In both the cases discussed above, the court was not concerned with the rights of the accused at all. All it was doing was preserving the mechanisms which foster investigative efficiency by compromising with the rights of the accused.
Article 20(3): A Strong Right
Right against self-incrimination finds its place as a fundamental right in the Constitution of India. It is not merely a statutory right which was the case during British rule. Being a Constitutional guarantee and a ‘right to freedom’, it occupies a very special place. Moreover, it is not subject to any explicit reasonable restrictions as Art. 19 rights. Dworkin conceptualizes fundamental rights as rights in a strong sense which the government cannot easily override. These rights cannot be overridden on mere utilitarian grounds. Government’s act of overriding these rights by law are simply for utilitarian gains which cannot be a legitimate reason to abridge such rights (page 194). Hart, in his book Punishment and Responsibility, says that criminal law should pursue the aim of preventing crime. However, this aim should be achieved within the principles which have been set in place to limit its efficiency (page 8). In a sense, Hart is placing a higher value on the rights of the accused as the repercussions of criminal conviction are as high as social stigma and loss of liberty which is one of the heaviest penalty one can be subject to. Such conception of rights points towards a deontological approach.

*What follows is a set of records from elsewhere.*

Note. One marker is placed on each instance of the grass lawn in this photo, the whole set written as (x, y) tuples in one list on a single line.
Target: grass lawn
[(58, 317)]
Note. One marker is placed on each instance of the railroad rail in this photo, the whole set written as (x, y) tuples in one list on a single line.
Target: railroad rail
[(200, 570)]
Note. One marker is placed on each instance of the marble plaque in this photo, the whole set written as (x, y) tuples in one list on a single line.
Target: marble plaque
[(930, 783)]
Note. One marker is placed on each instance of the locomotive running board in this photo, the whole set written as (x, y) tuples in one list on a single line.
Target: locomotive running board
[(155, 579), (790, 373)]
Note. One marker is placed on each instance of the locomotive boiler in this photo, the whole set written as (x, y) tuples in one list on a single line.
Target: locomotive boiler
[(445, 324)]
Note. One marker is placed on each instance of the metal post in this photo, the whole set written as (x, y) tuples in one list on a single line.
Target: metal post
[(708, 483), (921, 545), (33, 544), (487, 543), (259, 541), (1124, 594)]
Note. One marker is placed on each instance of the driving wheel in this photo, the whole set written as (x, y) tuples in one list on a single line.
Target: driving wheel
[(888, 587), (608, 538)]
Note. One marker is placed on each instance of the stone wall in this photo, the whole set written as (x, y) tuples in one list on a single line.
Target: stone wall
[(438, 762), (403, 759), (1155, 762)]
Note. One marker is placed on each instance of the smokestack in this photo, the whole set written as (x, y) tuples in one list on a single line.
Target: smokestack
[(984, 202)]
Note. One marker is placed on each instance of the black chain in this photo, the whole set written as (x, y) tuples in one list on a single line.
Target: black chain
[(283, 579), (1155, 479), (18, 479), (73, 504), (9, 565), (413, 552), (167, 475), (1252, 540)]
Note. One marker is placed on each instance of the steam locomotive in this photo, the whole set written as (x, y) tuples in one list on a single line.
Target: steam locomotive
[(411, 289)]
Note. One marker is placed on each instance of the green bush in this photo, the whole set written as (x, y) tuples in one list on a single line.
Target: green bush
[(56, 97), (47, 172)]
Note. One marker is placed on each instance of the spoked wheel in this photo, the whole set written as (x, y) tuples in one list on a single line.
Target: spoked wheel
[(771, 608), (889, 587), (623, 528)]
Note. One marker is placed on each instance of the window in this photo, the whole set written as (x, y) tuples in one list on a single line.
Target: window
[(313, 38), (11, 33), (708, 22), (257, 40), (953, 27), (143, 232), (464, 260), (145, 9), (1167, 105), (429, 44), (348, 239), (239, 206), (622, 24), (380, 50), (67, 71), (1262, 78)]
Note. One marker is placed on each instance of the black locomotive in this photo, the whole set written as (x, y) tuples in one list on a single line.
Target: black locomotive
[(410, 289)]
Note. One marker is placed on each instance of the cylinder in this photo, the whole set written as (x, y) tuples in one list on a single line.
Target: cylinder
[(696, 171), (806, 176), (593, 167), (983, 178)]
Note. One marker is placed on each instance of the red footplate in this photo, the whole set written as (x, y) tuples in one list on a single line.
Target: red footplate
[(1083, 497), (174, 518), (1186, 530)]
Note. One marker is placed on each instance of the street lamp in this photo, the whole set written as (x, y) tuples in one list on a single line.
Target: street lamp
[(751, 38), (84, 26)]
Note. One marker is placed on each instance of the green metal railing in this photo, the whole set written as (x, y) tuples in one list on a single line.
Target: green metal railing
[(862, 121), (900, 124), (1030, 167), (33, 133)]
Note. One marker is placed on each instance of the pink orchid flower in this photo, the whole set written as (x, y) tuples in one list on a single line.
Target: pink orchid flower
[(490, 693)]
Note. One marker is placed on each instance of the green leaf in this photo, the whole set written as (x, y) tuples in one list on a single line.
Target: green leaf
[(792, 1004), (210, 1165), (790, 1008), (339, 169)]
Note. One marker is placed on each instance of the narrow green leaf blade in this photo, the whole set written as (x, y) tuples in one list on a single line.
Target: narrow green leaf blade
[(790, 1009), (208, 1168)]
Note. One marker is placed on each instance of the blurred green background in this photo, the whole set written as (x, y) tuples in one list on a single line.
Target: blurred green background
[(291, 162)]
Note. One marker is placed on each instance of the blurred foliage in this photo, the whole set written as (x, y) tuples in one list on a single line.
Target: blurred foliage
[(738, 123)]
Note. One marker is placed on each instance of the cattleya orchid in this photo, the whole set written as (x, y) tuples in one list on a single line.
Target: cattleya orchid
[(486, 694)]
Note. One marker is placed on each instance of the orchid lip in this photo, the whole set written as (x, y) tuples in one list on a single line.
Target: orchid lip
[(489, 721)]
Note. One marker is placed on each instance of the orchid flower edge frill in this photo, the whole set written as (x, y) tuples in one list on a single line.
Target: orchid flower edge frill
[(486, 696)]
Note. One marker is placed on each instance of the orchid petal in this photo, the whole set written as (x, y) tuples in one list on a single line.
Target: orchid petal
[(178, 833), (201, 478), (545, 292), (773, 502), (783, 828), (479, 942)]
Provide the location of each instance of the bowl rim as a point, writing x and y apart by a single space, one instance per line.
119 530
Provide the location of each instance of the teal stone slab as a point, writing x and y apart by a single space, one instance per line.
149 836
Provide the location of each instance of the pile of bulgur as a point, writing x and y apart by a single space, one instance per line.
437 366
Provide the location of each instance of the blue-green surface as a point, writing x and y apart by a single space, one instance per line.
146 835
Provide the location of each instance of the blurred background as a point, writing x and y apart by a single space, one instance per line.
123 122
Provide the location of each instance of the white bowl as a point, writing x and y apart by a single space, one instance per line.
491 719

Deontological theories advocate that acts should be driven by a duty rather than the state of affairs these acts will bring about. If a certain act is not in accordance with a right, it should not be undertaken no matter what public good such act might bring about. Such conception of this right makes sense as the right is a fundamental right which cannot be suspended even during a National emergency.
Right against Self-incrimination: A deontological approach
Having stated that the right against self-incrimination is a right in a strong sense, it becomes imperative to device out ways in which it can be interpreted. In this section, the author argues that a deontological interpretation to right against self-incrimination can be done by using Dworkin’s theory. To show this, the author considers the questions which the court addressed in Sharma and Oghad cases.
In his book ‘Taking Rights Seriously’, Dworkin enumerates three situations where the strong right can be abridged. It is argued that neither Sharma nor Oghad fell in any of them. The first situation is when a modified form (freedom of speech would be the right and right to give hate speech can be a modified form of the same) of the right is involved. In both the cases discussed, the right was directly involved as seizure of documents and taking of fingerprints and handwriting samples can be self-incriminatory. The second situation is when the right comes in conflict with another strong right. In such cases, a balancing of rights need to be done and the one which gets affected the most should be upheld. In a criminal case, the competing rights could be right against self-incrimination on one hand and right to justice of the victim on the other hand. If right against self-incrimination is curtailed, the accused can very easily be convicted for the crime which he might or might not have committed. In other words, his right gets abridged in totality. However, if the accused is granted this right, the victim still has the right to justice intact and which can be exercised with the help of other investigative processes and tools available. In other words, victim’s right does not get abridged in totality. Moreover, if right against self-incrimination is abridged, it is no guarantee that the correct person will be brought to the book. Hence, the right against self-incrimination being the largely affected one should be upheld.
The third and the last situation is where the cost of not abridging the right is very high (for example hate speech needs to be curbed as the cost of not abridging can be heavy like riots, etc.). If such would have been the case, right against self-incrimination would not have been a fundamental right, placed under the head of right to freedom with no explicit reasonable restrictions enumerated and immunity even during National emergency. Therefore, the application of Dworkin’s theory leads to a deontological interpretation of the right, appreciating it in its essence.
Selvi: A Departure
In Selvi v State of Karnataka, we see a departure from the approach found in erstwhile jurisprudence around art. 20(3). The question before the court was whether the use of methods like narco-analysis, brain mapping and lie detector test was violative of art. 20(3). The court answered in the affirmative.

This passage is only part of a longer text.